On day two, we took the metro #4 line south to the right bank where the CEI offices are located for an introduction to the art and photography component of our program.
Waiting for us, were our two art instructors, Thomy Keats and Hélène Mourrier. Thomy, our resident camera guru, works throughout the year as a professional architecture photographer and member of a Paris-based street photography collective. Hélène, our art teacher and default group matriarch, is a prolific freelance artist and LGBTQI+ activist with a seemingly endless lineup of projects in various mediums.
Hélène and Thomy gave a brief introductory lesson on the principles of art and photography and passed out art supplies to each student: colored pencils, watercolors, painting gum, sketchbooks, and more. As we left CEI, we made a quick pit stop at Les Deux Magots, a legendary Parisian café known for its strong, bitter coffee and several cups of their delicious, albeit expensive, Chocolat Chaud des Deux Magots. Sufficiently caffeinated, we then walked to Le Centre Pompidou to attend a wonderful exhibition of American painter and iconoclast, David Hockney.
Following the exhibition, we took the metro to L’Arc de Triomphe and then to the Seine, Paris’ arterial river for a ride on a bateaux mouche, an ultra-touristy ferry boat. Despite the cold winds and drizzling rain, the students snapped some fantastic pictures of the riverbanks and the illuminated Eiffel Tour.

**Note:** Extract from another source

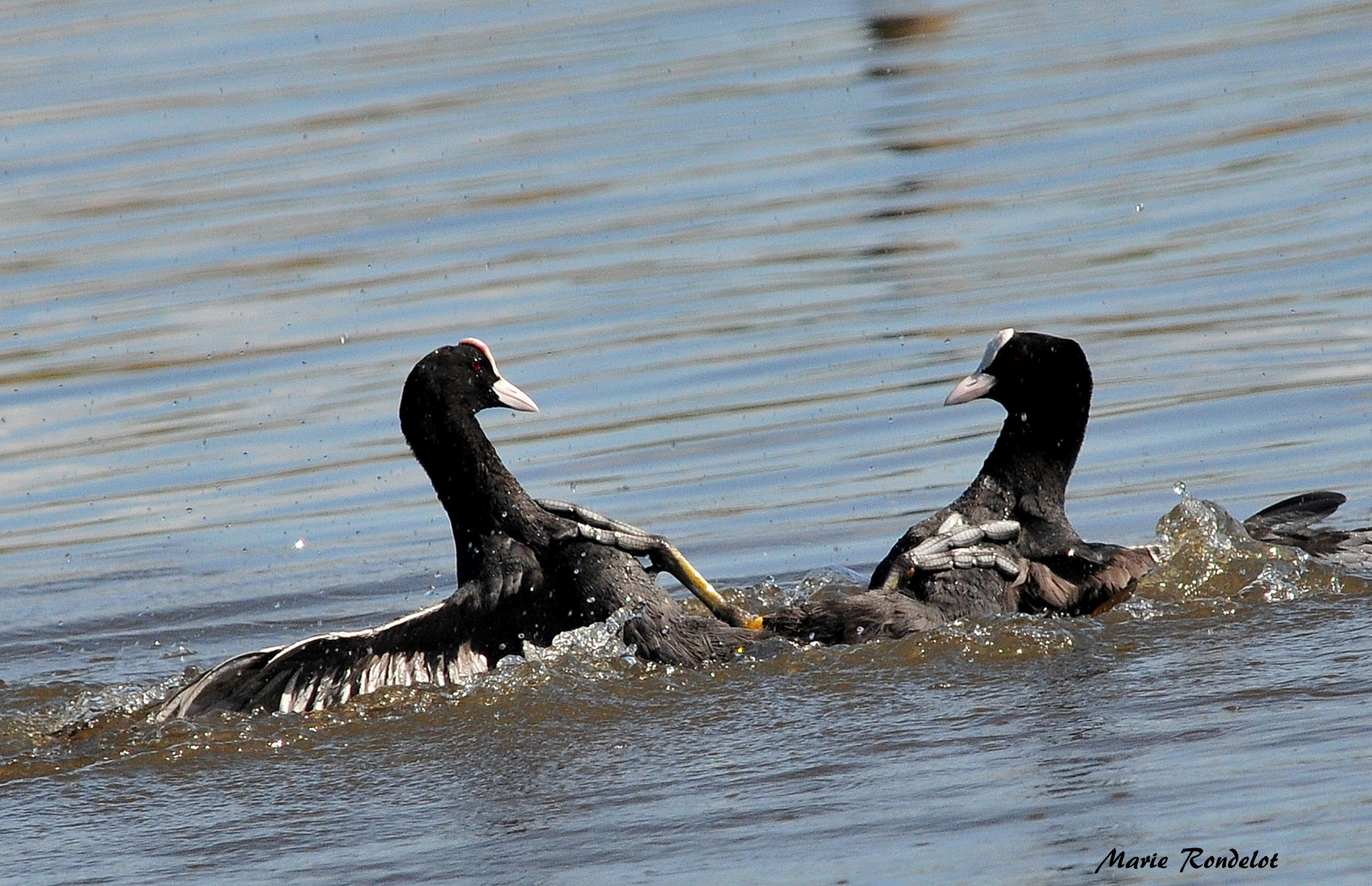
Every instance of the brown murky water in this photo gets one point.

On our final morning in Paris we headed to the 19th arrondissement for a full day of art workshops with Thomy and Hélène. Half the group spent the morning with Thomy at a community arts center, where the students learned to develop black and white photos in a darkroom.
The other half accompanied Hélène to the Ecole National de Beaux-Arts to attend an open gallery event, showcasing the contemporary works of the school’s newest cohort. In the afternoon, the group switched activities to get the full experience. We ended our jam-packed day with a delicious meal at a Thai restaurant in the Marais neighborhood.

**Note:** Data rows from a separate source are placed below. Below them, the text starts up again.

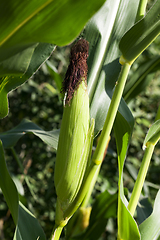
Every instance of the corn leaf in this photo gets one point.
(141, 78)
(103, 32)
(27, 226)
(20, 68)
(153, 134)
(44, 21)
(141, 35)
(150, 228)
(11, 137)
(129, 230)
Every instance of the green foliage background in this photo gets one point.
(35, 101)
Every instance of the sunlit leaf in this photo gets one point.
(103, 32)
(140, 79)
(11, 137)
(44, 21)
(141, 35)
(24, 65)
(150, 228)
(27, 226)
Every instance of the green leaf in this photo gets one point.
(140, 79)
(153, 134)
(11, 137)
(129, 230)
(103, 33)
(44, 21)
(104, 208)
(150, 228)
(144, 210)
(8, 187)
(26, 63)
(54, 73)
(17, 64)
(27, 226)
(141, 35)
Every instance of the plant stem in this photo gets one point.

At 9am the next morning we said goodbye to Hotel Roubaix and Paris and boarded the bullet train towards the south of France to the provincial city of Aix-en-Provence.

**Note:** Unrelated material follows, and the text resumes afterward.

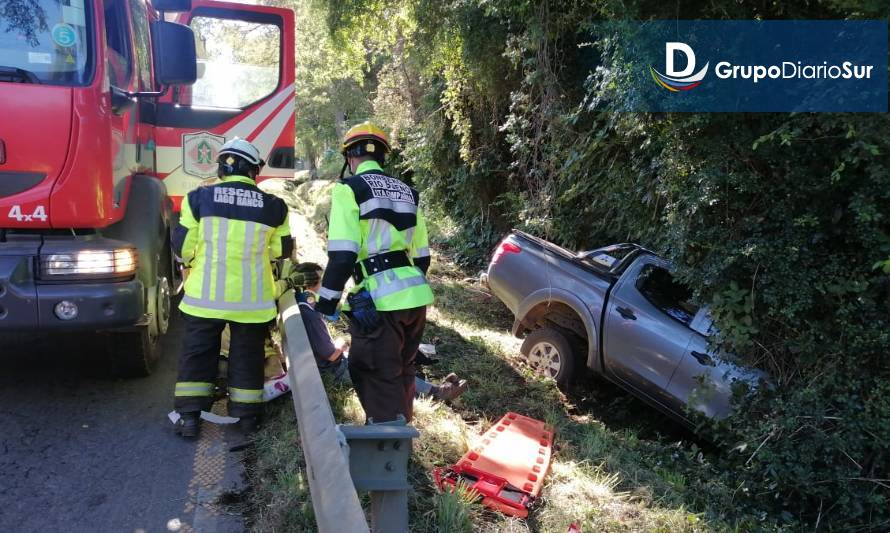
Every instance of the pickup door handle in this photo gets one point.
(626, 313)
(703, 358)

Over the next three days Aix became our artistic and gastronomic playground. Our students took their learning to the street by navigating about town, snapping photos, sketching drawings, and ordering some of the best food France has to offer.
The following morning, we visited the former workshop of Cezanne, the famous 20th century impressionist known for painting many versions of Mont Ste. Victoire. That afternoon we explored the bizarre Fondation Vasarely – known for its hexagonal show rooms and massive optical illusion art installations.
We finished off our stay in Aix with a nice group dinner near Cathédrale Saint Sauveur before we made our walk back to Hotel Mozart to say ‘au revoir’ to Thomy and prepare for our departure from Aix.